Figure 2 – Débroussaillage sur le versant ouest du paretone (cliché Giovanni Stranieri)
En même temps, Pascale Chevalier et Louis Cagin ont dirigé les opérations d’analyse typo-morphologique des élévations, appuyée sur une lecture structurale de l’appareillage, à la recherche des phases de construction. Comme sur le versant oriental, la lecture du mur a permis de détecter des secteurs pouvant correspondre à d’anciens passages, des cabanes ou des abris temporaires effondrés, qui n’avaient pas été décelés jusque-là.
Figure 3 – Un probable passage traversant le paretone, aujourd’hui condamné (élab. graphique Mélinda Bizri)
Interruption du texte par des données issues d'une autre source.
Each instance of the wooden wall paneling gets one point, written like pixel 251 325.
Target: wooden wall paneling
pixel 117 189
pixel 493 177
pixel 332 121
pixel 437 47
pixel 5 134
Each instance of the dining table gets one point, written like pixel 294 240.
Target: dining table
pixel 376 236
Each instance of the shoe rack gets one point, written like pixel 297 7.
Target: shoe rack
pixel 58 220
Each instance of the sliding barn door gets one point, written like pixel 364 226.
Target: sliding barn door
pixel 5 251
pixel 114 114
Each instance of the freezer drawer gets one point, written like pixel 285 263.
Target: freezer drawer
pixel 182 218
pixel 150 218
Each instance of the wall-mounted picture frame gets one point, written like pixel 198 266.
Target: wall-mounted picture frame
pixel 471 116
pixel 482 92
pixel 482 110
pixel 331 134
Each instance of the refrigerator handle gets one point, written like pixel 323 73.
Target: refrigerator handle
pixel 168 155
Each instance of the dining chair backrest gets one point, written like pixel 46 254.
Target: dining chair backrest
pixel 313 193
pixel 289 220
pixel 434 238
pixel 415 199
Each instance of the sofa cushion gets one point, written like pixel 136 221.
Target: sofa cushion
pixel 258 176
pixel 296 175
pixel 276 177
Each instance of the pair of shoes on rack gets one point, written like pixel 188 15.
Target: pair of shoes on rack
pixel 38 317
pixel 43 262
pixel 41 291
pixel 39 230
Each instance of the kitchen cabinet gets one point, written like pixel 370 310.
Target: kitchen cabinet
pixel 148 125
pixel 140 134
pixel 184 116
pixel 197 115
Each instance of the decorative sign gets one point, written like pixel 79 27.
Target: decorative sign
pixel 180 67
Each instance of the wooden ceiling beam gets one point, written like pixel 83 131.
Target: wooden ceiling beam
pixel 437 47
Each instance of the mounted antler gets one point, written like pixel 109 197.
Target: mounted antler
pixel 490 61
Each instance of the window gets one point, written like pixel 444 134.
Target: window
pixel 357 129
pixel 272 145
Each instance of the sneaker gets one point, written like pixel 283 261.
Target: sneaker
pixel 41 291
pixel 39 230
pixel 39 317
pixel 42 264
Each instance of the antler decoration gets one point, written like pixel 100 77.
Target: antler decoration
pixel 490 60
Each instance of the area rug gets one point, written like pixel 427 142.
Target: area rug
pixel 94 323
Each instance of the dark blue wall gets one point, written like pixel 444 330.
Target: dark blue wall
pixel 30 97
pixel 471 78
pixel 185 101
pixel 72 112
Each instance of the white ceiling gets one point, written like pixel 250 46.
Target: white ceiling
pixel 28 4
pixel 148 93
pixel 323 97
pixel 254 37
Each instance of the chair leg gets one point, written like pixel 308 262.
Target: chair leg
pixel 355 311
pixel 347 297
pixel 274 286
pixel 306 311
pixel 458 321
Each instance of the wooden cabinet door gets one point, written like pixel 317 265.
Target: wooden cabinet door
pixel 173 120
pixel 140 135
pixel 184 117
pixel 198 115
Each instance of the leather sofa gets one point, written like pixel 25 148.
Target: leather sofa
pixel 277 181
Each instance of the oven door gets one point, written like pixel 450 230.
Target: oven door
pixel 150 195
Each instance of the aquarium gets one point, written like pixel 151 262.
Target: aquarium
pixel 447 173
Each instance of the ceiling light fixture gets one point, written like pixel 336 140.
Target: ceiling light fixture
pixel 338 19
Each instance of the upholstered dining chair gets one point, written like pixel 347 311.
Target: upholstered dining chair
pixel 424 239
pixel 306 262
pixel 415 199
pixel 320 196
Ainsi, l’emprise et l’aspect actuels du paretone se configurent comme le résultat d’une série d’aménagements, d’additions et de soustractions, que l’analyse du bâti permet de reconnaître et que les sondages à venir devront corroborer et caractériser. Cependant, par-delà la similitude de ces processus sur les deux versants, cette partie occidentale du mur a fait l’objet de moins de soins et de moins de réfection et apport de matériau. La façade ouest est, en effet, davantage ponctuée d’éboulement et englobe bien moins de cabanes abandonnées ou fonctionnelles que la façade opposée. Au total et dans l’attente de l’élaboration d’un modèle numérique et des sondages à venir, ces observations semblent confirmer l’hypothèse – avancée dès la première campagne – que le noyau originaire du mur a été accru essentiellement par des apports venant de la réorganisation du substrat en vue d’augmenter la productivité des terres situées à l’est.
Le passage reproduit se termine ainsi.